En tant que président du RSI, que proposez-vous ?

Si on veut un RSI qui fonctionne bien, redonnons à chacun la possibilité d’intervenir sur son contentieux, mais cela ne sera pas forcément à l’avantage des chefs d’entreprise. Depuis 2009, la partie contentieuse étant du ressort du RSI, nous avons choisi plutôt de privilégier les solutions à l’amiable. Le jour où le gouvernement décidera de remettre la Sécurité sociale et le RSI dans leur compétence de contentieux, 25% des entreprises seront appelées à fermer à la Réunion ! Je rappelle qu’il est illégal de quitter le RSI qui reste un régime obligatoire de par la loi. En revanche, un chef d’entreprise peut choisir de modifier ses statuts et d’aller à la Sécurité sociale, mais cela lui coûte 53% plus cher… Ceux qui parlent de quitter le RSI tiennent un langage dangereux. On peut payer l’assurance-maladie ailleurs, mais on ne pourra jamais supprimer les impôts, la retraite ou la CAF.

En décembre dernier, vous avez rallié la liste de Didier Robert à la Région. Cette fonction d’élu régional est-elle compatible avec celle de président de chambre ?

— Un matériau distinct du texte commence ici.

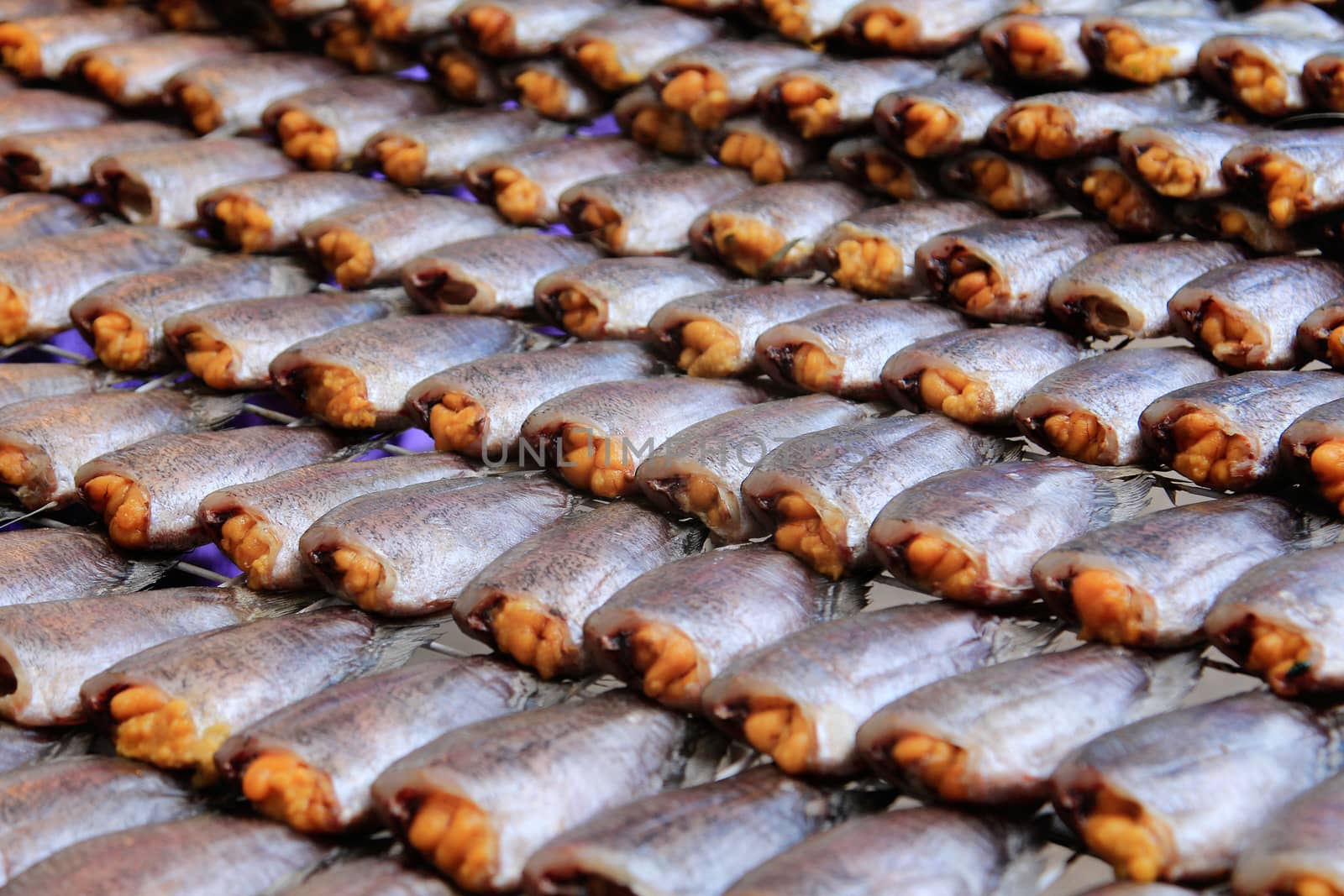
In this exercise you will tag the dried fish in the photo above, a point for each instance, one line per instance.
(228, 857)
(434, 150)
(874, 251)
(938, 118)
(230, 344)
(1122, 291)
(769, 231)
(266, 215)
(1151, 582)
(160, 184)
(369, 242)
(356, 376)
(699, 470)
(51, 647)
(311, 763)
(1139, 794)
(596, 436)
(479, 407)
(40, 280)
(148, 492)
(1089, 411)
(54, 805)
(1003, 270)
(714, 333)
(994, 735)
(44, 441)
(362, 553)
(526, 181)
(822, 492)
(533, 600)
(803, 699)
(230, 94)
(327, 125)
(259, 524)
(976, 375)
(124, 318)
(491, 275)
(680, 842)
(456, 801)
(842, 349)
(1247, 315)
(718, 80)
(616, 297)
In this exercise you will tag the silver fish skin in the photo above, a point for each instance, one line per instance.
(40, 280)
(344, 736)
(1285, 600)
(675, 627)
(895, 231)
(596, 436)
(65, 564)
(1200, 144)
(44, 46)
(1010, 725)
(1019, 187)
(160, 184)
(770, 231)
(850, 86)
(228, 96)
(533, 600)
(582, 758)
(714, 333)
(1010, 265)
(230, 856)
(266, 215)
(685, 842)
(803, 698)
(259, 524)
(953, 116)
(1149, 582)
(1299, 846)
(699, 470)
(45, 441)
(386, 358)
(1267, 298)
(1254, 750)
(26, 217)
(170, 474)
(1247, 414)
(842, 349)
(616, 297)
(648, 211)
(934, 852)
(974, 535)
(327, 125)
(1122, 291)
(124, 317)
(848, 473)
(369, 242)
(409, 551)
(51, 805)
(1089, 411)
(134, 73)
(433, 150)
(491, 275)
(49, 649)
(499, 391)
(230, 344)
(998, 364)
(62, 159)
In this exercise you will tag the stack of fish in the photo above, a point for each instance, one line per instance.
(656, 348)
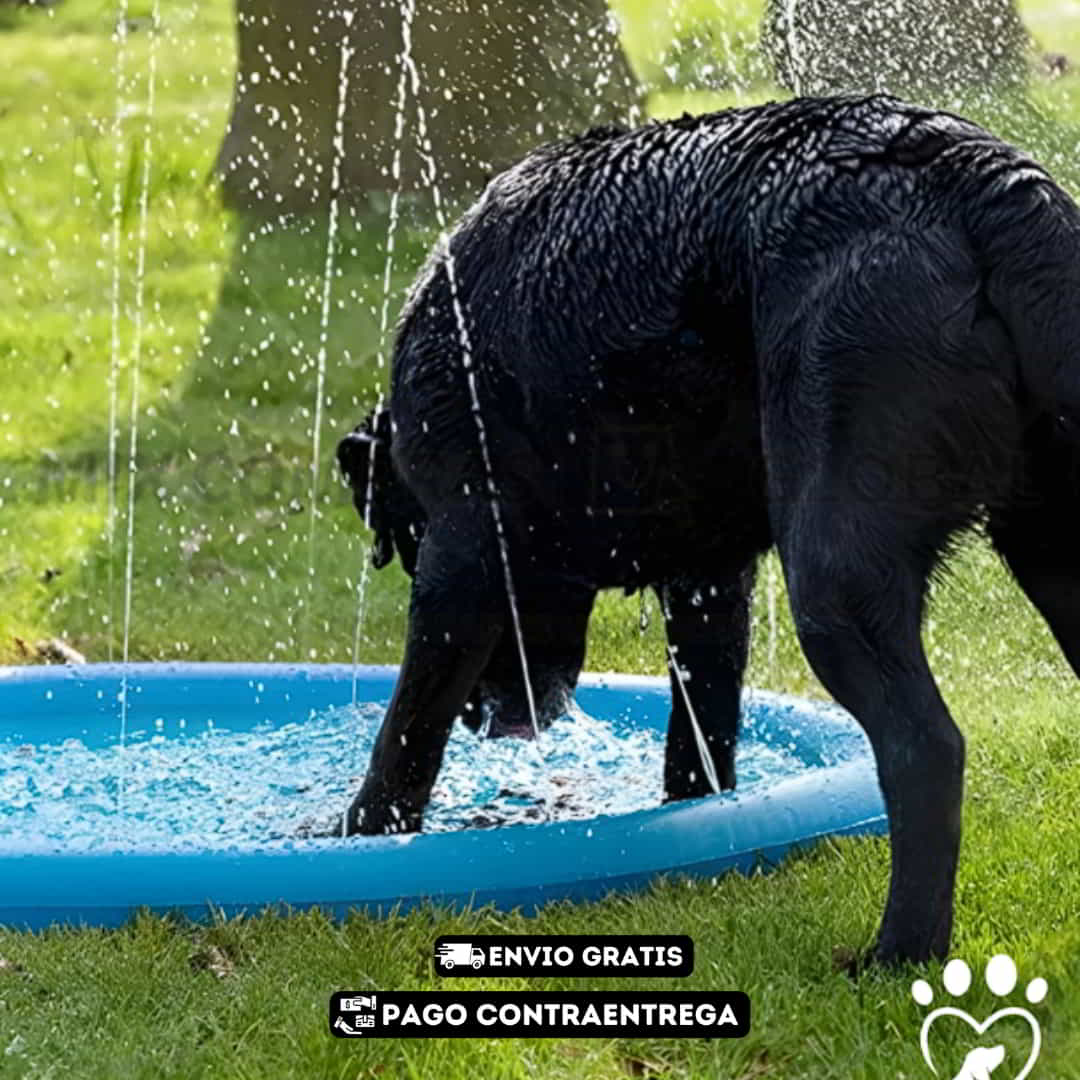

Bien sûr ! Le pouvoir économique est porté par la Région. Mon arrivée à la Région aux côtés de Didier Robert a permis d’accélérer l’ouverture des trois écoles dont je vous ai parlé précédemment. Il faut différencier le poste de président et celui d’élu : je passe 80% de mon temps à la CCIR. À la Région, toute la responsabilité incombe au président de la collectivité, les élus n’ont qu’une délégation, ce n’est pas la même chose !

Quels sont les grands chantiers qui attendent la chambre ?

La Lodeom s’achève en 2017, nous devons tout faire pour la pérenniser. La Lodeom a permis de diminuer le nombre de chômeurs de 40 000 personnes grâce aux exonérations de charges patronales pour les entreprises de moins de 10 salariés. Cela représente 480 euros de moins à payer chaque mois pour un salarié, soit 1440 euros par trimestre. À la Réunion, cela concerne 12 000 entreprises et 67 000 salariés. La Lodeom ne doit donc pas être remise en cause. Nous devons aussi mettre en place l’expérimentation de la fiscalité à 15% et la zone franche globale.